In the early 1910s, Manhattan city planners launched a project to expand Seventh Avenue and build a new subway line that ran through the West Village. This involved tearing down more than 250 edifices in the area, including a five-story apartment building known as the Voorhis.
It was owned by a landlord named David Hess, who tried and failed to keep his property from falling victim to the city’s eminent domain claim. The Voorhis was demolished around 1913, and the plot became part of the road above the underground railway—all except for about 500 square inches.
That tiny triangle escaped unscathed, and Hess’s family fought hard to hang onto it (Hess himself had passed away). This time, they won. In 1922, the Hess estate carried out an act that would become one of the most memorable moments in the history of spite. They tiled the triangle with a message that read: “Property of the Hess estate which has never been dedicated for public purpose.”
The same year, Village Cigars set up shop in the retail space at 110 Seventh Avenue South, sandwiched between two entrances to the Christopher Street subway station. The so-called “spite triangle” sat directly outside Village Cigars’s door, and the Hess estate ended up selling it to the property owners for $1000 in 1938.

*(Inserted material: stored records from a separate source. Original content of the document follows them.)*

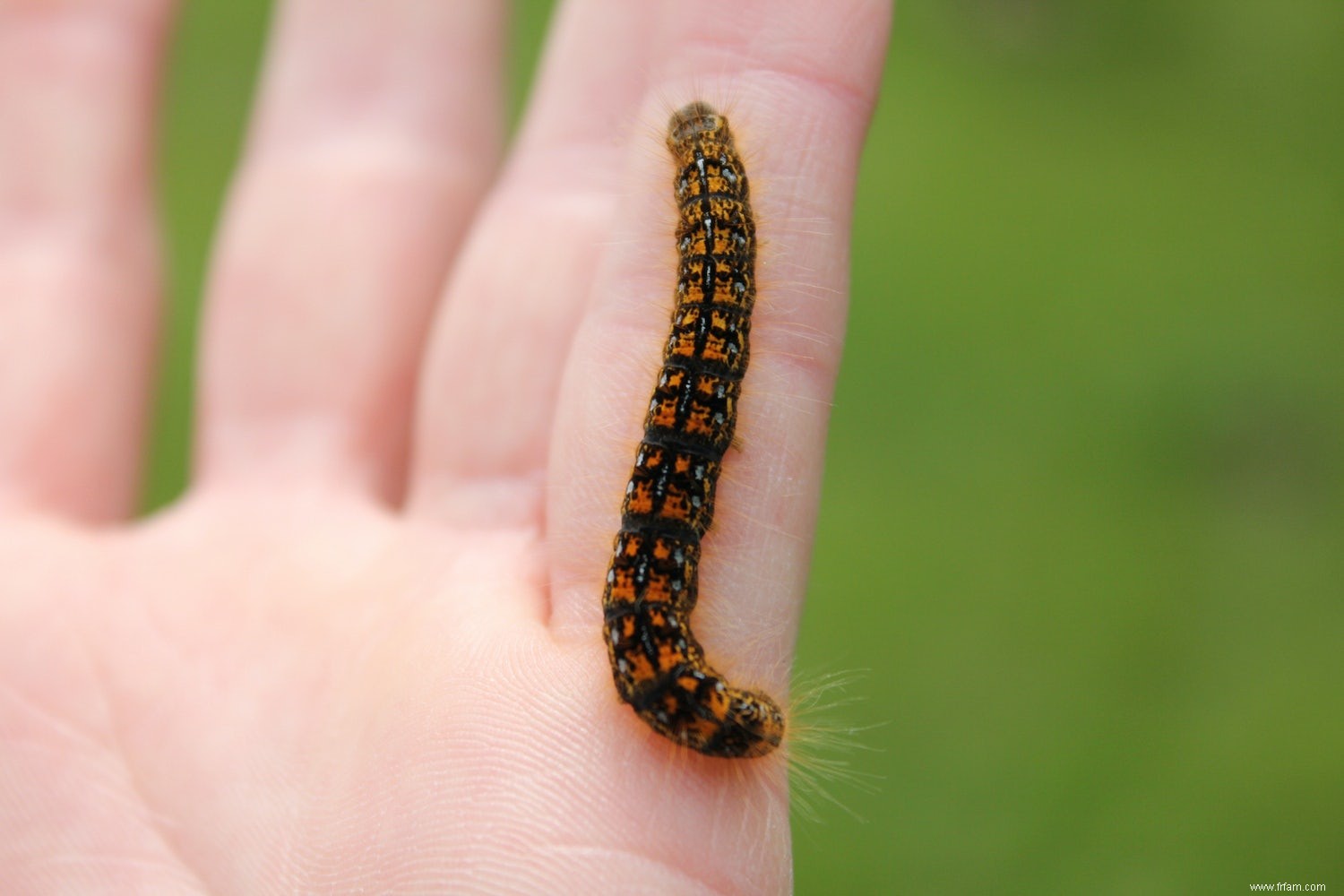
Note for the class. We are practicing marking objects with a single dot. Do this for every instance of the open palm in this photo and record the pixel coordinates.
(363, 653)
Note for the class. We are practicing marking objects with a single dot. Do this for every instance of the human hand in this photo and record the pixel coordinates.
(363, 651)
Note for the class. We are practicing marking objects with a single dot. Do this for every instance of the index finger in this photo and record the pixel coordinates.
(798, 82)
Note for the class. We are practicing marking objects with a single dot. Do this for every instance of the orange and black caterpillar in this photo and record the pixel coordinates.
(650, 586)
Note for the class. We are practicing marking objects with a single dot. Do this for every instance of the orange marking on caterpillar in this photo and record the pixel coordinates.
(652, 583)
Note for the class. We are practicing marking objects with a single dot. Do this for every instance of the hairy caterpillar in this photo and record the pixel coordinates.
(650, 586)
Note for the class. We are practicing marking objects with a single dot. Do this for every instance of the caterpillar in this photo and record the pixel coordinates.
(659, 667)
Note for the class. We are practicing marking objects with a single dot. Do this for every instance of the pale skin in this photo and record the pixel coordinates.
(363, 650)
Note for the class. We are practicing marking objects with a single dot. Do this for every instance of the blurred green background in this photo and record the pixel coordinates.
(1083, 524)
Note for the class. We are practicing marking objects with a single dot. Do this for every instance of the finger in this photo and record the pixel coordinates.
(513, 301)
(800, 83)
(376, 132)
(78, 250)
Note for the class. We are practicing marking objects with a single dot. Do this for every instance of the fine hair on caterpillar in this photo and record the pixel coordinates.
(652, 584)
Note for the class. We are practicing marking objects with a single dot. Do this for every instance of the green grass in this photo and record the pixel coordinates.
(1083, 524)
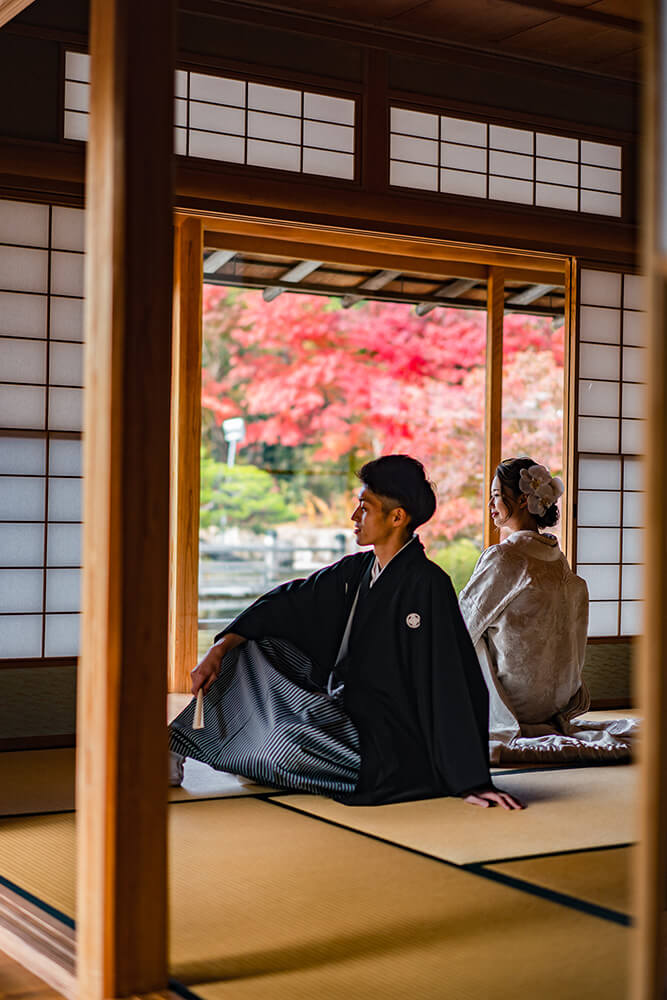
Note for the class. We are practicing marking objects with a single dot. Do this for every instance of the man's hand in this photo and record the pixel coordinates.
(208, 667)
(493, 797)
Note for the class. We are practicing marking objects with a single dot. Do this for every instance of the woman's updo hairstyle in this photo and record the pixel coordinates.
(509, 474)
(401, 480)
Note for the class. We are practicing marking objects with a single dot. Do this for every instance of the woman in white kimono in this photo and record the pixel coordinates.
(527, 614)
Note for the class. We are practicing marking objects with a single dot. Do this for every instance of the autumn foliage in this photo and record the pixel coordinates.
(339, 386)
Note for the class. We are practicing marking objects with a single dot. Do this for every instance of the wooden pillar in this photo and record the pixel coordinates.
(185, 448)
(650, 948)
(122, 749)
(493, 411)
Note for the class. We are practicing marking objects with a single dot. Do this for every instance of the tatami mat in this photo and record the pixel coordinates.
(599, 877)
(42, 781)
(567, 810)
(267, 902)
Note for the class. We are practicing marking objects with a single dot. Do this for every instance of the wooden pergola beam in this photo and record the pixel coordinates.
(122, 747)
(493, 410)
(185, 449)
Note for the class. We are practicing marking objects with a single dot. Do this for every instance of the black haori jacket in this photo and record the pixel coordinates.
(413, 685)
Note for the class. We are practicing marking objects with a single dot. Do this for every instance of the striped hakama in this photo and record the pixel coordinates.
(263, 719)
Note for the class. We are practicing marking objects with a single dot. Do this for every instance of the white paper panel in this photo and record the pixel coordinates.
(512, 139)
(68, 228)
(634, 328)
(458, 182)
(557, 146)
(634, 291)
(599, 508)
(67, 273)
(66, 409)
(22, 456)
(634, 400)
(557, 172)
(21, 636)
(22, 360)
(599, 473)
(63, 545)
(218, 89)
(599, 179)
(24, 223)
(413, 175)
(338, 138)
(66, 319)
(77, 66)
(602, 581)
(633, 510)
(63, 589)
(598, 361)
(413, 150)
(633, 439)
(276, 128)
(598, 324)
(598, 545)
(273, 155)
(462, 130)
(552, 196)
(23, 270)
(598, 434)
(77, 96)
(21, 545)
(598, 399)
(280, 100)
(76, 126)
(463, 157)
(323, 108)
(22, 406)
(23, 315)
(64, 499)
(65, 457)
(633, 545)
(603, 618)
(323, 161)
(633, 474)
(631, 617)
(634, 360)
(599, 203)
(21, 590)
(632, 583)
(180, 83)
(213, 118)
(210, 146)
(599, 154)
(503, 189)
(66, 364)
(21, 499)
(600, 288)
(414, 123)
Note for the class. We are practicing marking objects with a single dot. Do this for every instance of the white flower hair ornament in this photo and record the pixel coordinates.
(541, 489)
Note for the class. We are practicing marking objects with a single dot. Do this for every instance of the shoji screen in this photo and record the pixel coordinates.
(41, 333)
(611, 373)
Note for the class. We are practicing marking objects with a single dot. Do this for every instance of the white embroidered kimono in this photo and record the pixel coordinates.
(527, 614)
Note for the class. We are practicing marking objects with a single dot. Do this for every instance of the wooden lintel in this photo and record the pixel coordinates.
(122, 745)
(493, 410)
(185, 448)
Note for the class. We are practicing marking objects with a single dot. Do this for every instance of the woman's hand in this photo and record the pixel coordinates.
(208, 668)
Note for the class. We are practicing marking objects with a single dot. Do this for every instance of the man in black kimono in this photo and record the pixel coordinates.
(360, 681)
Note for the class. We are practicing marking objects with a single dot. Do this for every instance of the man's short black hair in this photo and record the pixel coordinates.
(401, 480)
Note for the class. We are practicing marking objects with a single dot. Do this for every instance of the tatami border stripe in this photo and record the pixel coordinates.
(604, 912)
(477, 868)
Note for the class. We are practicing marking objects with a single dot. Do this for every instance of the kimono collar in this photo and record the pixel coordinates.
(376, 569)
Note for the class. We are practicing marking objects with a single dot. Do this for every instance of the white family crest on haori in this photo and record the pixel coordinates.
(541, 489)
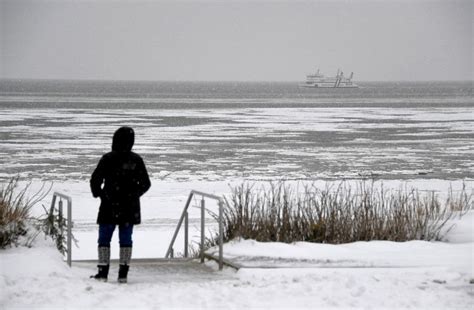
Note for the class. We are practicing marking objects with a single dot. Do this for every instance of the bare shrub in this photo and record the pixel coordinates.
(339, 213)
(15, 207)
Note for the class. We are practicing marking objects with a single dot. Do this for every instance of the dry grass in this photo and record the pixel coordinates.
(15, 209)
(338, 214)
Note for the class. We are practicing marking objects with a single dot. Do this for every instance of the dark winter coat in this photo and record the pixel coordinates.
(119, 180)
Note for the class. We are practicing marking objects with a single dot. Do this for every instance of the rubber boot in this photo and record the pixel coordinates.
(104, 264)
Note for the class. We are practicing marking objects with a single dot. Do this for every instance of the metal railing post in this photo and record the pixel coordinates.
(221, 237)
(60, 219)
(170, 248)
(186, 223)
(69, 232)
(203, 223)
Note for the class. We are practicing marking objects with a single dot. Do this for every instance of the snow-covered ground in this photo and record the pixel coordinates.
(368, 275)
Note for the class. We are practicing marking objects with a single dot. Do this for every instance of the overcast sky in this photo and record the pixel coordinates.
(236, 40)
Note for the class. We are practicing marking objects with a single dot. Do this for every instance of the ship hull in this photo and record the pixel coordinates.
(327, 86)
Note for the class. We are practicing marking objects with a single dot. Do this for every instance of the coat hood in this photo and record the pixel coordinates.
(123, 139)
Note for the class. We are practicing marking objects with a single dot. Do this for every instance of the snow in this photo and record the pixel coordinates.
(368, 275)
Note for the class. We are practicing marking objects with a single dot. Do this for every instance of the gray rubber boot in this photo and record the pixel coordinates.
(103, 265)
(125, 257)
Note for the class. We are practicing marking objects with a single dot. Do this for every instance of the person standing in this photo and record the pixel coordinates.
(120, 179)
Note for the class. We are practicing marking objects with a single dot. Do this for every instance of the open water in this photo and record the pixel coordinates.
(57, 130)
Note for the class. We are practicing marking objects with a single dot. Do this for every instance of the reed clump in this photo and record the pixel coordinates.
(15, 207)
(339, 213)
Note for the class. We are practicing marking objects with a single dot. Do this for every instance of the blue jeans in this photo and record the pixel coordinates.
(106, 231)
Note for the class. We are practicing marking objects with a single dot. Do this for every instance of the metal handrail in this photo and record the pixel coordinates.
(69, 221)
(184, 217)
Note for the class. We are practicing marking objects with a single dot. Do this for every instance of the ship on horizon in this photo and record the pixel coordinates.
(318, 80)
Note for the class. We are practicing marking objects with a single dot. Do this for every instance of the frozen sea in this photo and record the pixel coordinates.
(207, 135)
(57, 130)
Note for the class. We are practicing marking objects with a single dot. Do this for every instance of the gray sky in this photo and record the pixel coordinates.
(236, 40)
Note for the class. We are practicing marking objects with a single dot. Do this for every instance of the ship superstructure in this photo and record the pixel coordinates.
(318, 80)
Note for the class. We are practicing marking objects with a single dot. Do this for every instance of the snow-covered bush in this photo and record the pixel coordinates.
(338, 214)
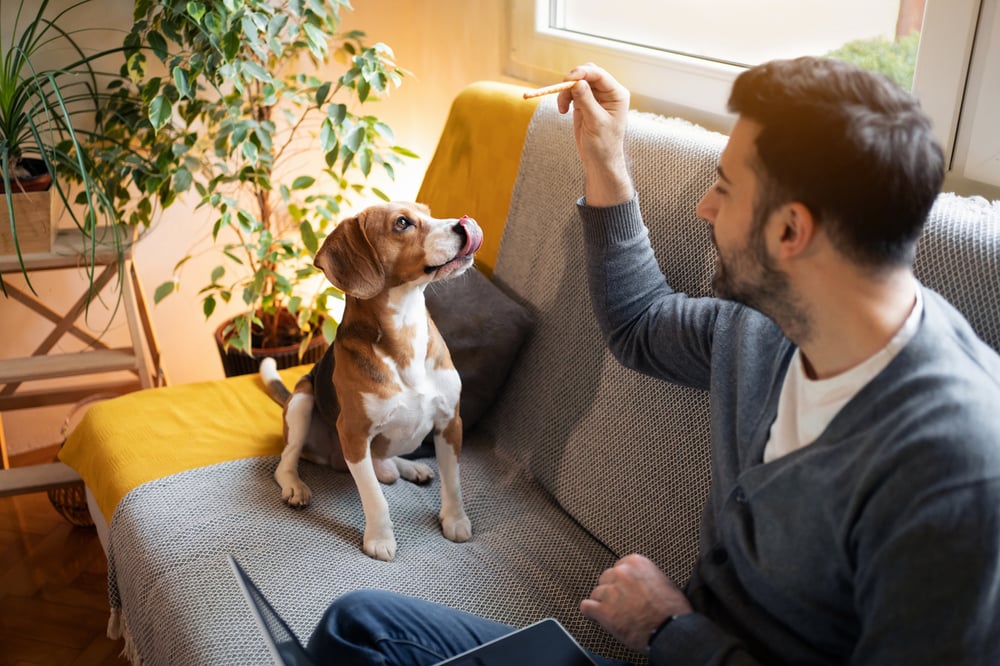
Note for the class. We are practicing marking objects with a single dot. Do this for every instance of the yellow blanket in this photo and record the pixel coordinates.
(123, 443)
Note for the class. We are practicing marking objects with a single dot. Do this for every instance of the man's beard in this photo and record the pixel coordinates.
(748, 276)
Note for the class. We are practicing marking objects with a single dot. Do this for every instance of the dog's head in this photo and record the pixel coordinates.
(397, 243)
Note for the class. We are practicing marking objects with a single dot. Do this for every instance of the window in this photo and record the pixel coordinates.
(680, 57)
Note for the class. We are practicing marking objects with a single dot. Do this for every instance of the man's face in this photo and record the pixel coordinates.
(745, 270)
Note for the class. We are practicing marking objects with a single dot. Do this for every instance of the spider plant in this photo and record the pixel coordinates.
(48, 116)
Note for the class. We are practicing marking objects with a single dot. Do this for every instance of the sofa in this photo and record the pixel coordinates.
(574, 461)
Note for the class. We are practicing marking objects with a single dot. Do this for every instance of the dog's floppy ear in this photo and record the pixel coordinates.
(350, 262)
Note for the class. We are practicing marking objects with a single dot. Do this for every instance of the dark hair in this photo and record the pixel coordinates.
(850, 145)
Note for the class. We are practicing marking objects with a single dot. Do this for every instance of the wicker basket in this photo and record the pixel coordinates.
(71, 501)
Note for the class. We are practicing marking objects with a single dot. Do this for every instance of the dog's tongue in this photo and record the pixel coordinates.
(473, 236)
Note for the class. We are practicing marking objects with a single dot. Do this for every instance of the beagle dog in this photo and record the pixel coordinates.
(388, 379)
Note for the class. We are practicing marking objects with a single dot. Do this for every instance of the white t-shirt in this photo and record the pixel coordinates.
(806, 406)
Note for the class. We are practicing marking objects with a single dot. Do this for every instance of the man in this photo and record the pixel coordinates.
(854, 515)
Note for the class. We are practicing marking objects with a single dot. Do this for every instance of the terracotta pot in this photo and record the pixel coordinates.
(33, 201)
(236, 362)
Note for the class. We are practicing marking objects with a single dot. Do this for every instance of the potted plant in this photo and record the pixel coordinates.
(271, 152)
(48, 117)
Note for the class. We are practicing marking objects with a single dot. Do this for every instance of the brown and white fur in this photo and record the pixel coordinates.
(388, 379)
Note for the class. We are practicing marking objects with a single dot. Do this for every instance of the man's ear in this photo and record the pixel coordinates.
(797, 228)
(349, 260)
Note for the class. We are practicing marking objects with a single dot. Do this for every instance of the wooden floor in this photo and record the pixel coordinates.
(53, 586)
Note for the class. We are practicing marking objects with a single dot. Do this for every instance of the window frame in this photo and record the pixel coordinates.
(947, 70)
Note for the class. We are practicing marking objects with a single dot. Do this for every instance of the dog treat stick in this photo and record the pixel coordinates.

Soon, it’ll be sold again. Village Cigars’s current landlord, Jonathan Posner, is looking to sell the building to focus on his other properties in the area. As Posner told Real Estate Weekly, “this building should be in the hands of a user and/or someone who can re-love it and perhaps is enamored with the idea of owning one of the most famous corners in Manhattan.”
Though Posner is still early in the process of finding a buyer, Real Estate Weekly estimates the listing price will be around $5.5 million. We’re hoping the new owner will appreciate history (and pettiness) enough to leave Hess’s legendary triangle as is.